Generation Income Properties Inc

02/07/2024 | Press release | Distributed by Public on 02/07/2024 19:45

Private Placement Form 8 K

Item 1.01. Entry into a Material Definitive Agreement.

Agreements with JCWC Funding, LLC

On June 27, 2024, Generation Income Properties L.P. (the "Operating Partnership"), the operating partnership of Generation Income Properties, Inc. (the "Company"), entered into a Fourth Amendment to the Amended and Restated Limited Partnership Agreement of the Operating Partnership (the "LPA Amendment"), pursuant to which the Company, as the general partner of the Operating Partnership, admitted a new member, JCWC Funding, LLC (the "Purchaser"), through the issuance to Purchaser of membership interests in the form of Series A Redeemable Preferred Units (the "Series A Preferred Units").

Also on June 27, 2024, the Operating Partnership and the Purchaser entered into a Unit Purchase Agreement (the "Unit Purchase Agreement") pursuant to which the Operating Partnership issued and sold to the Purchaser 500,000 Series A Preferred Units at a price of $5.00 per unit for an aggregate purchase price of two million five hundred thousand dollars ($2,500,000) in cash. The Purchaser will be paid cumulative cash distributions in the amount of $0.325 per Series A Preferred Unit per year (the "Series A Preferred Return"). The Series A Preferred Return shall be payable monthly in arrears, on or about the 15th day of each month. Each of the Purchaser and the Operating Partnership will have the right to cause the Operating Partnership to redeem the Series A Preferred Units after two (2) years for cash in an amount equal to $5.15 per Series A Preferred Unit plus any accrued but unpaid Series A Preferred Return (the "Redemption Price"), provided that the Operating Partnership may (with the prior written consent of the Purchaser) cause the Redemption Price to be satisfied by the issuance of a number of shares of common stock of the Company equal to the number of Series A Preferred Units being redeemed multiplied by 1.03 plus any accrued but unpaid Series A Preferred Return. If the Operating Partnership fails to declare and pay the Series A Preferred Return for a period of three consecutive months, the Purchaser may exercise the foregoing redemption right within the 30-day period following such failure. The proceeds from the sale of the Series A Preferred Units will be used to fund general corporate expenses of the Operating Partnership.

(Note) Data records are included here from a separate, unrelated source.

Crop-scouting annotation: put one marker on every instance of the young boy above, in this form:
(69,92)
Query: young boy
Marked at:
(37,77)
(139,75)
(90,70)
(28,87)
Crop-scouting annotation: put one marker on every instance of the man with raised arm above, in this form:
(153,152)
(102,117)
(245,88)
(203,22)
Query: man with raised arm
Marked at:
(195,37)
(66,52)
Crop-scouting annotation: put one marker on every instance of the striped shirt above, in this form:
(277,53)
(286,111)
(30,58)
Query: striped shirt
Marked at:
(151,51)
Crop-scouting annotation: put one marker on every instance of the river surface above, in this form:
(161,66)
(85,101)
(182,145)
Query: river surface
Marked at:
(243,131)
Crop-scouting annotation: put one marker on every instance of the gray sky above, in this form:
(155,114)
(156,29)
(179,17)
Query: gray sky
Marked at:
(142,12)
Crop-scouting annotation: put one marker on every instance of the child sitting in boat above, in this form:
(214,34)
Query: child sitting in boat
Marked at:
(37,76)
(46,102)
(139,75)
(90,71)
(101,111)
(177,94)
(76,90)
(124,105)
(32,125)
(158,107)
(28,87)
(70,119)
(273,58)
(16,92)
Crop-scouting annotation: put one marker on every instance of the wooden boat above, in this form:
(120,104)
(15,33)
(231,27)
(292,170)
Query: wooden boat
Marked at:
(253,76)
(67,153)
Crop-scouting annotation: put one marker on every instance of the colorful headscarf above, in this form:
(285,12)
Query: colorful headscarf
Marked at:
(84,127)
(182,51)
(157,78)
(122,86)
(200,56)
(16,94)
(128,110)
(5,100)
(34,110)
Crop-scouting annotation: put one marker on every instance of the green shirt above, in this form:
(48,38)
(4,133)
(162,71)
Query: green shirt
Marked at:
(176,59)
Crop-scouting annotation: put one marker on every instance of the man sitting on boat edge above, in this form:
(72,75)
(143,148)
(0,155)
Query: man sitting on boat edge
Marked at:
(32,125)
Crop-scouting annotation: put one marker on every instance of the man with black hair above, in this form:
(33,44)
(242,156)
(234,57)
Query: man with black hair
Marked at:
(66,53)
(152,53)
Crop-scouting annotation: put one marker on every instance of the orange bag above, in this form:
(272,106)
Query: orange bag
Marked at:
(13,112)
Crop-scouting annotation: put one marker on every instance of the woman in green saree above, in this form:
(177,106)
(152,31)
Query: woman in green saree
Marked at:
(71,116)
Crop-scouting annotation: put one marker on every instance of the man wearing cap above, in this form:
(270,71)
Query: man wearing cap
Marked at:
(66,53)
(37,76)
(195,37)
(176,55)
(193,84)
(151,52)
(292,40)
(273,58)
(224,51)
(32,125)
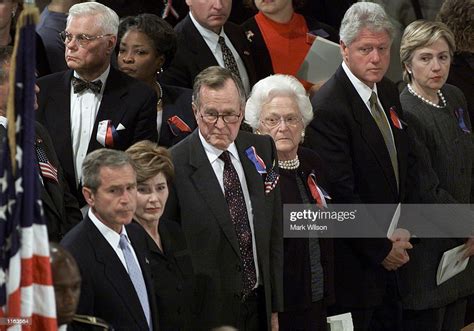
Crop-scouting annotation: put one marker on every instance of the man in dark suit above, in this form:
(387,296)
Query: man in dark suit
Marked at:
(356,131)
(61,210)
(199,46)
(229,208)
(116,283)
(93,105)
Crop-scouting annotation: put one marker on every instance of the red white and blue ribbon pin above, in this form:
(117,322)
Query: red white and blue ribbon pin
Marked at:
(317,192)
(394,117)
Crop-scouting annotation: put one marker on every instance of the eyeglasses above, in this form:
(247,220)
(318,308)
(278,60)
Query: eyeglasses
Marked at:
(212,118)
(274,121)
(82,39)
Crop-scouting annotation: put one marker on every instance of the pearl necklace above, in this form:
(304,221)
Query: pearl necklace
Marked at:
(289,164)
(441,96)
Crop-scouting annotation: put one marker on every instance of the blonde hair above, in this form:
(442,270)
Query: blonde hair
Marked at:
(422,33)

The foregoing descriptions of the above-referenced LPA Amendment and Unit Purchase Agreement do not purport to be complete and are subject to, and qualified in their entirety by reference to, the full text of the LPA Amendment and Unit Purchase Agreement, copies of which are filed herewith as Exhibit 4.1 and Exhibit 10.1, respectively, and are incorporated herein by reference.